Recent moves at the federal level to cut funding for the District’s private school voucher program has forced parents and school choice advocates to regroup and plan anew.
“The prospects look pretty bleak for school choice in D.C.,” said Neal McCluskey, associate director of the Cato Institute’s Education Freedom Center.
Since 2003, the federally funded D.C. Opportunity Scholarship Program has granted vouchers for about 1,700 low-income students to attend private schools. It was passed by a Republican Congress more ideologically disposed to support school choice.
This year, as the voucher program faces reauthorization in a Democratic Congress, support has been more scarce. And in April, the U.S. Department of Education informed more than 200 students awarded the scholarships for the 2009-10 school year that they would no longer receive the money. While Secretary Arne Duncan has supported reform initiatives like charter schools, he has publicly questioned the effectiveness of voucher programs, saying studies have proven inconclusive at best.
In June, seven of the D.C. Council’s 13 members wrote a letter to Duncan and Mayor Adrian Fenty expressing support for the continuation of the program, including new students.

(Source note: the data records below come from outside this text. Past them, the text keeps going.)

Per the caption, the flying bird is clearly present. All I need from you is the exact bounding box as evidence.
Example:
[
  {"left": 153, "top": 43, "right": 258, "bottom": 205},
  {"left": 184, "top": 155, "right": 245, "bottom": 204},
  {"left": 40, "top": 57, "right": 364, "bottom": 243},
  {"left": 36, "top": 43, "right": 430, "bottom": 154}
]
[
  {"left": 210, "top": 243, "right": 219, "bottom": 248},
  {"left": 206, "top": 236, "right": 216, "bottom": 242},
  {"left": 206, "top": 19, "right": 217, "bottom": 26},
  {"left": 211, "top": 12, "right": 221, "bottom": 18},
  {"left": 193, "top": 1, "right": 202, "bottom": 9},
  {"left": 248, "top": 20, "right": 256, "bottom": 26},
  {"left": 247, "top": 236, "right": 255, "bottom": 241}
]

Jeanne Allen, president of the Center for Education Reform, said the key for continuation of D.C.’s program will be keeping pressure on Democratic senators and on the Obama administration.
“People who support school choice are growing in number and influence,” Allen said. “I think Obama will have egg on his face if this dies — he can’t keep saying he supports change, but not support proven efforts like this.”
McCluskey said that while the outlook is grim for D.C., the movement has seen growth elsewhere, especially through the use of tax credits for private education and for donations to educational scholarships.
“There’s a lot of good movement at the state levels for school choice,” McCluskey said. He added, however, that “vouchers as a way of delivering choice are on the defensive.”
For Ravenia Boyd, the demise of program has left her in a quandary. Her two children had been awarded vouchers for the coming school year, and by the time they were rescinded, it was too late to apply for most of the city’s charter schools. Instead, Boyd said, she likely will send her children back to their struggling elementary school in Northeast D.C.
“We were looking forward to more structure and opportunities at a new school,” she said. “This means having to start over on something I thought was final.”